The Development Team

Jon Corson-Rikert, VIVO national development lead and head of Information Technology Services at Cornell’s Albert R. Mann Library, works on the nuts and bolts of the project. Despite the diversity in the seven core institutions that range from an independent research institution to major universities, his team has developed a semantic web-based software system using a flexible ontology that works for all seven partners.

The differences in the VIVO institutions also proved that people without any previous exposure to semantic web technologies could successfully load institutional and national data into VIVO. Sure, “there is something of a learning curve to become comfortable,” he says, “but the experience we’ve gained at one institution seems to translate well to others.”

Corson-Rikert sees the interplay of policy and technical questions as among the most difficult challenges. “Sometimes this becomes a chicken-and-egg story in trying to articulate specifications,” he says. “It becomes[,] ‘We can’t tell you what we need until you can tell us what you can do’ vs. ‘Until you tell us what your requirements are, we can’t figure out the right technical approach.’” To speed up the process, his team started user testing on a sampling of scientists and on members from the implementation sites to get feedback about technical solutions before the official release.

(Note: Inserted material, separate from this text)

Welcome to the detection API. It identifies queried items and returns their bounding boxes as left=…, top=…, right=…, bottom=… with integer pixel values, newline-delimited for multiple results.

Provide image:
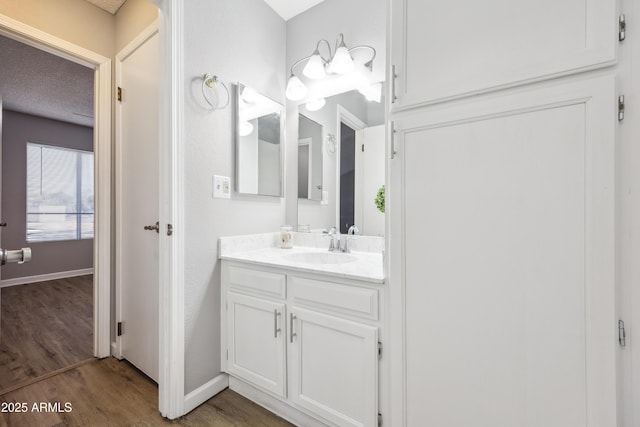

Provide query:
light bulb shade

The high volume of data being loaded at the larger universities initially present­ ed a few challenges, but the development team created strategies to boost scalability for large and small institutions that will work going forward. “We now have enough data in VIVO at most of our implementation sites that VIVO’s contribution to the research endeavor can begin to be evaluated,” he says, noting that visualizations and SPARQL-based reporting are helping the cause. “Many issues that have arisen can’t be solved by VIVO alone, but we feel VIVO is becoming an important part of the landscape at our partner institutions.”

Christopher Barnes, VIVO University of Florida (UF) development lead (Harvester development) and associate director of software engineering at the Clinical and Translational Research Informatics Program at the University of Florida, is concentrating his efforts in security and authentication, software tools deployment, packaging, and data acquisition from local and national systems. During the first year, the UF team integrated Shibboleth authentication into the VIVO system. Anyone with the appropriate UF credentials can use single sign-on capabilities for VIVO administration and VIVO profile self-editing. These authentication options will let other institutions customize their sign-ins accordingly.

Once the VirtualBox and VMware virtual appliance was developed, anyone in the world could test out the VIVO system with an easy, single software download (http://vivo.sourceforge.net). Once deployed, the virtual appliance lets users log into the VIVO web interface and begin using it.

The UF team has also developed a set of free tools so institutions can acquire data from remote sources, match key data to a profile in VIVO, and then insert and link the data into the VIVO system profiles. These Harvester tools can upload grant data from the PeopleSoft Enterprise ERP system as well as grant and contracts data from the UF Division of Sponsored Research. On a national level, the Harvester can automatically download and match the National Library of Medicine’s PubMed citations to authors in VIVO and then link faculty members with their publications on the VIVO profiles.

What’s Next

At the end of Year 1, the VIVO team is on track with all project deliverables and calls its efforts a “work in progress.” Major institutions, including the U.S. Department of Agriculture, are already committed to VIVO in Year 2. Other interested parties have continued to approach VIVO as if it was a commercial-ready product, but there’s plenty of work ahead. The VIVO team is just getting started.